Friday, 22 Nov 2024

In US-China talks, Beijing's refusal to spell out farm buys is big sticking point

BEIJING (REUTERS) – US President Donald Trump’s demand that Beijing commit to big purchases of American farm products has become a major sticking point in talks to end the Sino-US trade war, according to several people briefed on the negotiations.

Mr Trump has said publicly that China could buy as much as US$50 billion (S$68.12 billion) of US farm products, more than double the annual amount it did the year before the trade war started.

US officials continue to push for that in talks, while Beijing is baulking at committing to a large figure and a specific time frame.
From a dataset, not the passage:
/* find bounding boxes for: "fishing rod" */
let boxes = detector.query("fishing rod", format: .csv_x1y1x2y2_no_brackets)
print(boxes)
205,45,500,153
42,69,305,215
Chinese buyers would like the discretion to buy based on market conditions.

“China does not want to buy a lot of products that people here don’t need or to buy something at a time when it is not in demand,” an official from a Chinese state-owned company explained.

If US agricultural products “enter China in a concentrated way, it might be hard for the domestic market to digest”, the Chinese official added.

Oversupply of agricultural products in China would hit local prices really hard, he said, “and break the supply-demand balance”.

Moreover, a massive outbreak of African swine fever has decimated the pig herd in China, battering demand for soya beans, a key feed ingredient and the biggest agricultural import from the United States.

Chinese agricultural buyers, representing a mix of state and private enterprises, typically import from the cheapest source.

The US demand that China commit to buying a huge volume of products, regardless of whether they were economical or in demand, would require state intervention to be implemented.

That contradicts a core demand the United States is making of China in the current trade war, and a US policy goal for decades: that China become a more market-based economy and stop subsidising state companies and favouring local firms at the expense of foreign competitors.

The upside-down nature of the situation is striking, some trade experts say.

“The US government doesn’t normally regulate the pricing or timing of ag (agriculture) exports – a private sector role – but in this case the President has already taken this step,” said Ms Miriam Sapiro, former acting US Trade Representative under Mr Barack Obama and adviser to president Bill Clinton, now a senior vice-president at Sard Verbinnen.

“It is ironic that China is pushing back, saying, ‘We want the market to address this,'” said Ms Nicole Lamb-Hale, a former assistant secretary of Commerce and a managing director at Kroll, a risk management firm.

The hefty agricultural purchases Mr Trump is asking for are market distortive, Ms Lamb-Hale said.

China is telling Mr Trump they are “just not feasible”.

Asked specifically about concerns that the administration’s push for big agricultural buys contradicts the longer-standing US free trade message, a White House spokesman said: “The President has been clear that he wants real structural changes that yield actual, verifiable, and enforceable results, leading to fairer trade, more efficient markets, and increased prosperity for both countries.”

Commerce ministry spokesman Gao Feng told reporters on Oct 17 that China would “increase US farm purchases based on domestic demand and market principles, while the US would provide favourable conditions”.

US farmers watched their exports plummet after the trade war started.

A US administration official said on Tuesday that the two sides might not agree to a “Phase One” deal by the Asia-Pacific Economic Cooperation meeting in Chile in mid-November.

In recent weeks, China has purchased large amounts of soya beans from Brazil, after prices of US soya beans jumped as investors bet on big China buys.